PermutationGroupExamples.hs
This module contains several examples.
The Petersen graph is famous.
petersenGraph = toGraph [(1,2),(2,3),(3,4),(4,5),(5,1),(6,8),(7,9),(8,10),(9,6),(10,7),(1,6),(2,7),(3,8),(4,9),(5,10)] - this means the graph on 10 points which has an edge between every pair of numbers in the list.
The automorphism group of the Petersen graph can be generated by two permutations:
alphaPetersen = fromCycles [[1,2,3,4,5],[6,7,8,9,10]]
betaPetersen = fromCycles [[1,2,3,4,9,6],[5,7,8],[10]]
We can now calculate the Schreier-Sims representation of the automorphism group:
petersenSS = schreierSimsTransversals 10 [alphaPetersen, betaPetersen]
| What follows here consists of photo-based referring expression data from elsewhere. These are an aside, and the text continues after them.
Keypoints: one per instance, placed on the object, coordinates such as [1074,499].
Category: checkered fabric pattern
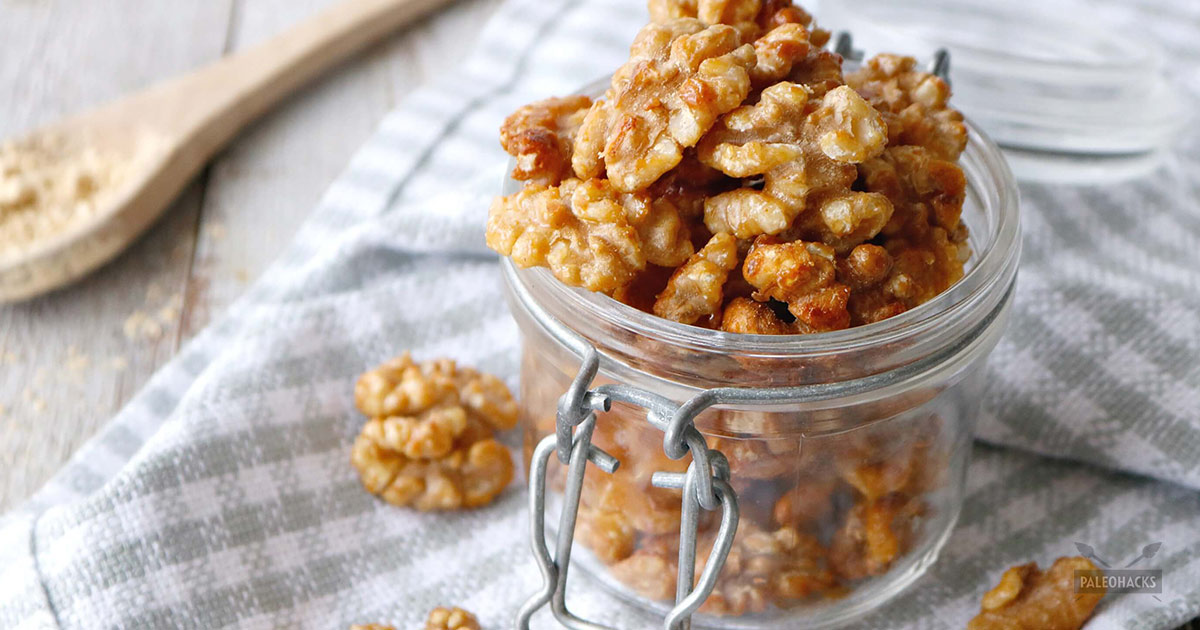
[221,497]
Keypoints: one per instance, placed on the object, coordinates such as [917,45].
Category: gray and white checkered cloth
[221,497]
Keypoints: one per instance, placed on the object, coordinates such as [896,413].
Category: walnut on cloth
[429,442]
[730,120]
[1030,599]
[450,619]
[421,409]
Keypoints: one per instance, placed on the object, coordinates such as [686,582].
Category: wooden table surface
[72,359]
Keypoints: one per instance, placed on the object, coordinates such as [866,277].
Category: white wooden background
[67,361]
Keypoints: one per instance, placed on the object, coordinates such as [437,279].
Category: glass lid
[1067,97]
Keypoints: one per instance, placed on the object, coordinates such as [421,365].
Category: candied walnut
[820,71]
[925,191]
[874,535]
[757,459]
[802,275]
[664,11]
[778,52]
[586,233]
[541,137]
[924,268]
[695,288]
[1029,599]
[450,619]
[609,534]
[727,11]
[648,571]
[747,316]
[864,267]
[803,150]
[679,78]
[468,477]
[643,508]
[645,288]
[913,105]
[780,567]
[763,568]
[805,503]
[924,238]
[844,221]
[421,408]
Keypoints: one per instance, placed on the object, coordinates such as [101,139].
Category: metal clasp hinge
[703,486]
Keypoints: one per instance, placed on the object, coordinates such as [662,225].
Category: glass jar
[845,499]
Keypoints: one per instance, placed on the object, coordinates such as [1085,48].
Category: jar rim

orderSS petersenSS returns 120 - in fact, the group is isomorphic to S5.
Similarly, we can define the Fano plane as the Steiner Triple System on 7 points:
sts7 = toSetSystem [[1,2,4],[2,3,5],[3,4,6],[4,5,7],[5,6,1],[6,7,2],[7,1,3]]
We can study its automorphism group in the same way.
f, b, l, r, u, d :: Permutation - the six generators of the Rubik's cube group - clockwise quarter turns of each face.
rubikCube - the Schreier-Sims representation of the Rubik's cube group. From this we can do things like find out the order of the group (hence the number of possible positions of the cube), or find out whether a particular position is a member of the group. Also, we can generate a random element of the group.
Finally, there are permutation representations of some of the Mathieu groups, the "oldest" sporadic finite simple groups. These can be used to construct a Steiner system S(5,8,24) having 759 blocks, and a Steiner system S(5,6,12) having 132 blocks. (See code for details.)